Las mujeres representan una mayoría en la Iglesia Católica pero, lamentablemente, una mayoría silenciada bajo el férreo y extenso poder masculino de la jerarquía eclesiástica.
Una de las transformaciones más necesarias y radicales que debe acometer el Papa Francisco en la Iglesia es dignificar el papel de las mujeres dentro de la propia institución. No en vano, las monjas católicas no sólo entregan su vida a Dios dedicándose a la “servidumbre” — que no al “servicio”— de los hombres, sino que renuncian a la maternidad, el don más preciado de cualquier mujer, como requisito imprescindible en el cumplimiento de su vocación religiosa sin esperar nada a cambio.
“No se puede entender una Iglesia sin mujeres”, así se ha expresado el Papa en diversas ocasiones ante los fieles y ante los medios de comunicación, en clara alusión a la incorporación de la mujer a la ordenación sacerdotal y a los órganos de gobierno de la Santa Sede, y un gran número de católicos por fin se siente escuchado y apoya activamente esta declaración.
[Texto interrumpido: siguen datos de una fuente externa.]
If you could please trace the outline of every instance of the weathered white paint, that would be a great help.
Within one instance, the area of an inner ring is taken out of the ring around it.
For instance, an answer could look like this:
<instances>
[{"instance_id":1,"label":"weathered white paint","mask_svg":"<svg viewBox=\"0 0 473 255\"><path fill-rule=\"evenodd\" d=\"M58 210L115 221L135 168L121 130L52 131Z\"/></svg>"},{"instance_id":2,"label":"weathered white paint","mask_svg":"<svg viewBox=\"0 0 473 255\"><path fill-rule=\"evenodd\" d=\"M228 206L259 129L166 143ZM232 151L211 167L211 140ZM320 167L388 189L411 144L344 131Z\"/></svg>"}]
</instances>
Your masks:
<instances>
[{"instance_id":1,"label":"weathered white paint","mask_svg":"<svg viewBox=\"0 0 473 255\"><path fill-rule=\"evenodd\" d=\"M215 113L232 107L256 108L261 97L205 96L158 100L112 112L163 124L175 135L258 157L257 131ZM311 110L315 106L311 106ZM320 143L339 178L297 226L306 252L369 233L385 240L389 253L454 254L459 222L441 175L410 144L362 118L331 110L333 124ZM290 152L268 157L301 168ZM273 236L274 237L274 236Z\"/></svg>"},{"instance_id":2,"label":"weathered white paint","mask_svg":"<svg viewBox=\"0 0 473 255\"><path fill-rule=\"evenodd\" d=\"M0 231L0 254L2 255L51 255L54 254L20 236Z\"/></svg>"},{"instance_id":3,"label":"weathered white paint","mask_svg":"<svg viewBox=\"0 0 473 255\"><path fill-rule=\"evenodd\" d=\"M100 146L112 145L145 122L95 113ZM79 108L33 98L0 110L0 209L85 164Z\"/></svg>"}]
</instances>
En este siglo XXI, cuando la mujer ya ha alcanzado las más altas cotas de liderazgo a nivel internacional en política, ciencia, economía, educación, cultura… persiguiendo un claro modelo de igualdad entre hombres y mujeres, resulta incongruente e impensable seguir creyendo en una Iglesia instalada en tiempos ancestrales que sigue siendo gobernada exclusivamente por hombres.
El cambio no es sólo necesario, es urgente, de ello depende la supervivencia y la credibilidad de la institución católica. No se puede mantener una Iglesia que proclama a gritos la igualdad entre hombres y mujeres en la sociedad actual, mientras discrimina abiertamente a la mujer dentro de su propia estructura de gobierno. Es una situación humillante, despreciable, vergonzosa y contraria a la dignificación del ser humano.